12.06.16


Harvest Time

Starting in September, growers inspect trees for pest infestation, discoloration, and general health. About 20-30% of the trees are then deemed salable and marked for harvest. When the time comes for harvest in late fall, tree-cutters topple up to 1,500 trees a day with chainsaws. The felled trees are gathered into bunches of about 10 to 15 -- and that’s when the excitement begins.

Small farms looking to maximize profits might opt to have customers chop down their own trees, or to sell them pre-cut at the farm.
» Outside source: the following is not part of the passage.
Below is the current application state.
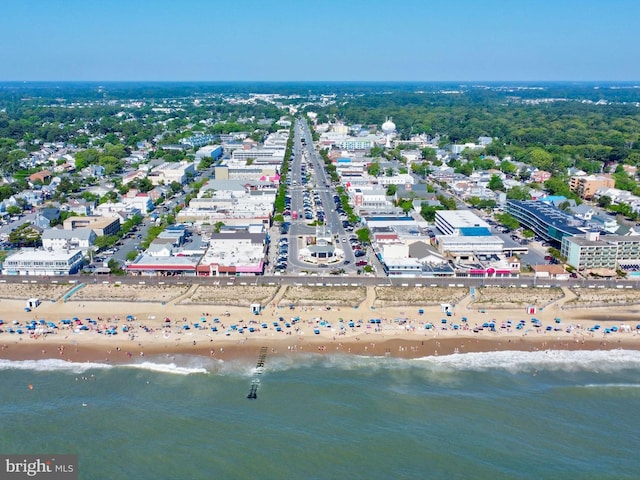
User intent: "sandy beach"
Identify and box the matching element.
[0,284,640,363]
But for larger suppliers -- such as those located in Oregon, the largest producer of Christmas trees in the world -- the months of November and December involve quite the high-flying spectacle in order to provide places like Home Depot and Lowe’s with enough trees to meet the holiday demand.
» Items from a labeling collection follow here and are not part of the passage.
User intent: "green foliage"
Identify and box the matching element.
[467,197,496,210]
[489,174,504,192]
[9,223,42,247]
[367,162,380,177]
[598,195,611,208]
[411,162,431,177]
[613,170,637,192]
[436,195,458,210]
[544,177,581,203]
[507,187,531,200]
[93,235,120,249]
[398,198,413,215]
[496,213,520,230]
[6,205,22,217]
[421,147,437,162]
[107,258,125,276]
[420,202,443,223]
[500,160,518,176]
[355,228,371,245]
With such numerous, bulky yields, harvesting and delivering each tree by hand would be impossible. And so, the bundles of trees take to the air. The 800-pound bunches are hooked to helicopters with strong cables, dangling from the skids as they travel from farm to warehouse. A single helicopter is able to transport as many as 800 Christmas trees in an hour. Once at the warehouse, the trees are prepared for shipment. First, they enter the “shaker,” a contraption that removes dead needles. Then they’re tied up with a rope, and after a final nip and tuck, the trees embark on the next leg of their journey.
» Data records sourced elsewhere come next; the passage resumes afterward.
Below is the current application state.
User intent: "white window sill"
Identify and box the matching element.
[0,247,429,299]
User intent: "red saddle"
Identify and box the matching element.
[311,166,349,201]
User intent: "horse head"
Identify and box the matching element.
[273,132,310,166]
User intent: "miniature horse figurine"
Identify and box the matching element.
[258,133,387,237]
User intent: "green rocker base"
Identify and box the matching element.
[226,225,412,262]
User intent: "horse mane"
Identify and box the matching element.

Now Coming to a Store Near You

Transport from the warehouse to the retailer comes with its own set of challenges. At high-tech warehouses, palletizer devices stack trees into a 30-tree-high compact cube. Without such gadgets, tree loading is an arduous process, since each tree must be loaded and unloaded individually.

From the warehouse, the 2,000-pound cargoload snakes across the country in shaved ice-filled truck beds, while some board refrigerated ships to an international destination. For example, Oregon’s trees deck the halls in far-flung locales like Malaysia, Dubai, and Guatemala, as well as along the West Coast.

This high-wire process of delivering trees to retailers also necessitates some luck in avoiding winter storms. Christmas snow might be romantic, but it’s devastating for farmers who need to get their crop in primo roadside locations before Christmas. Once the trees have made it safely to the lot, there’s still one more journey in store: parking lot to living room. For those who want to avoid the hassle of bungee-cording a tree to their car rooftop, there’s an app for that: shoppers can now order an Uber to deliver their tree.

Who knows -- maybe this whole process would be easier if Christmas trees could be transported by sleigh. For now, we can rely on a well-executed supply chain to deliver our annual Christmas cheer.